Il microbioma è un grande alleato della salute. Varie ricerche hanno dimostrato che svolge funzioni fondamentali, come garantire le difese immunitarie e le capacità digestive. Sono ancora scarse, però, le conoscenze su come avvenga l’acquisizione e trasmissione dei batteri e degli altri microbi che compongono il microbioma. A dipanare la questione ha provato il gruppo di ricerca di Nicola Segata (professore del dipartimento di biologia cellulare, computazionale e integrata Cibio dell’Università di Trento e dell’Istituto europeo di oncologia), che ha coordinato uno studio internazionale sulle vie di accesso al corpo umano dei batteri della salute. Diciotto le istituzioni e i centri di ricerca coinvolti a livello mondiale. I risultati sono stati pubblicati sulla rivista scientifica Nature. La prima firmataria è Mireia Valles-Colomer, ricercatrice post-doc del SegataLab di UniTrento.
Si tratta dello studio più imponente compiuto finora sulla trasmissione del microbioma. Autrici e autori, infatti, hanno analizzato più di 9mila campioni di feci e di saliva da persone in 20 paesi di tutti i continenti che sono state incluse nel progetto che aveva lo scopo di individuare come i batteri nei microbiomi si trasmettono tra generazioni (trasmissione verticale) e tra persone che vivono a stretto contatto, come partner, figli, o amici (trasmissione orizzontale).
Lo studio
La ricerca ha confermato e definito in modo più accurato che la prima trasmissione del microbioma intestinale avviene alla nascita ed è duraturo, tanto che il bagaglio di batteri del microbioma sano ereditati dalla mamma è riconoscibile anche fino agli 80 anni di età. Dall’analisi emerge, poi, che nella popolazione adulta un altro canale di trasmissione dei microbi sono le persone con cui si hanno relazioni strette, come in casa tra partner, figli e figlie o nei rapporti di amicizia. Il gruppo ha poi scoperto che il microbioma orale si trasmette in modo nettamente diverso dal microbioma intestinale. I batteri presenti nella saliva si trasmettono infatti ancora più frequentemente, soprattutto in modo orizzontale: lì la trasmissione da parte della madre è minima. Al contrario, quanto più tempo le persone passano insieme, più batteri esse condividono.

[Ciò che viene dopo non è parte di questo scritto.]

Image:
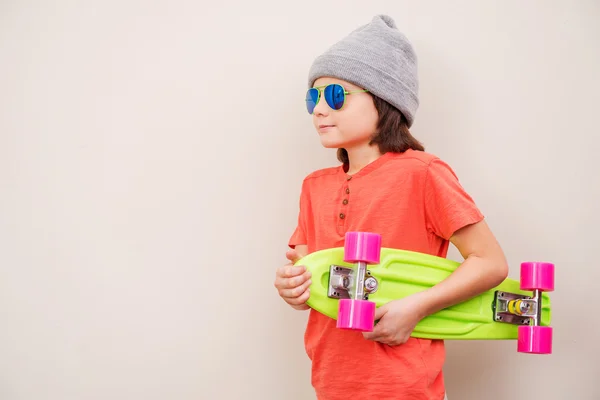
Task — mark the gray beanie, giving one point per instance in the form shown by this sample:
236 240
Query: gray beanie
376 57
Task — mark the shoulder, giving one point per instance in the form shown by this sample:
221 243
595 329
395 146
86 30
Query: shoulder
320 174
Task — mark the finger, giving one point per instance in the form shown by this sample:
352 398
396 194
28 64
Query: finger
380 312
291 283
292 255
379 333
301 300
295 290
290 271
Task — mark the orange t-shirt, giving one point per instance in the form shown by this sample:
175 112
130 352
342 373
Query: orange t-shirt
414 200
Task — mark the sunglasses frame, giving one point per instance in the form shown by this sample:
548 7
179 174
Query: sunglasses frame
321 90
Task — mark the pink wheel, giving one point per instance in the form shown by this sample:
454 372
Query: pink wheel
537 276
358 315
535 340
362 247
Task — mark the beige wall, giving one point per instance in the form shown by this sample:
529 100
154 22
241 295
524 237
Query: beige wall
146 147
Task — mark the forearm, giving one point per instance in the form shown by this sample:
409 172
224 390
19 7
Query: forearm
473 277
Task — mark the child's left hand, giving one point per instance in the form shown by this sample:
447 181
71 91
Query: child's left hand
397 320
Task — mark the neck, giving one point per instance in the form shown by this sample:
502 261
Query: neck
360 157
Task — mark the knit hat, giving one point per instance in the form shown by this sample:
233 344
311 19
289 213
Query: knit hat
376 57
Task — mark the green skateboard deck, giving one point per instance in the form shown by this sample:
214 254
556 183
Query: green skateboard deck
401 273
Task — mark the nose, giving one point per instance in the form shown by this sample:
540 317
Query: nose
322 108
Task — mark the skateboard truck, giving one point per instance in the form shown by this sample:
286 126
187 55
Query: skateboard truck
518 309
342 282
352 285
526 311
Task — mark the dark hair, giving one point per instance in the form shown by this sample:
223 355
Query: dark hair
392 134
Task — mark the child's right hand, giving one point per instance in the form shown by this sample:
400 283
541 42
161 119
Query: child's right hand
292 282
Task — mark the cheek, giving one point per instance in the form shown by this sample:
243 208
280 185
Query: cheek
361 123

Tracciata la trasmissione di 800 specie di batteri
Mireia Valles-Colomer, che ha tracciato la trasmissione di oltre 800 specie di batteri, racconta: “Abbiamo trovato prove di un’ampia condivisione del microbioma intestinale e orale collegata al tipo di relazione e allo stile di vita. I risultati suggeriscono che le interazioni sociali modellino effettivamente la composizione dei nostri microbiomi. Abbiamo anche scoperto che certi batteri, soprattutto quelli che sopravvivono meglio al di fuori dei nostri corpi, sono trasmessi molto più spesso degli altri. Tra questi ci sono alcuni microbi di cui sappiamo molto poco, tanto che non hanno ancora un nome. Ciò ci spinge a studiarli meglio perché abbiamo ancora molte domande senza risposta sui meccanismi di trasmissione del microbioma da persona a persona e su come questo influisce sulla nostra salute”.
Le fonti dei microbiomi
Nicola Segata spiega: “Nell’età adulta, le fonti dei nostri microbiomi sono soprattutto le persone con le quali viviamo a stretto contatto. La durata di interazioni come per esempio la convivenza di studenti o partners, sono, a grandi linee, proporzionali con la quantità di batteri scambiati. In molti casi, però, i batteri possono trasmettersi tra individui che hanno interazioni superficiali e occasionali”. Continua: “La trasmissione del microbioma ha implicazioni importanti per la nostra salute poiché alcune patologie non trasmissibili (come le malattie cardiovascolari, il diabete o il cancro) sono riconducibili in parte a una composizione alterata del microbioma. Avere dimostrato che il microbioma umano è altamente trasmissibile potrebbe portare a considerare alcune di queste malattie (normalmente considerate non trasmissibili) come – almeno in una piccola parte – malattie trasmissibili. Approfondire le conoscenze sulla trasmissione del microbioma può quindi far progredire la comprensione dei fattori di rischio di queste malattie e aprire, in prospettiva, la possibilità di ridurne tale rischio con terapie che agiscano sul microbioma o sulle sue componenti trasmissibili”.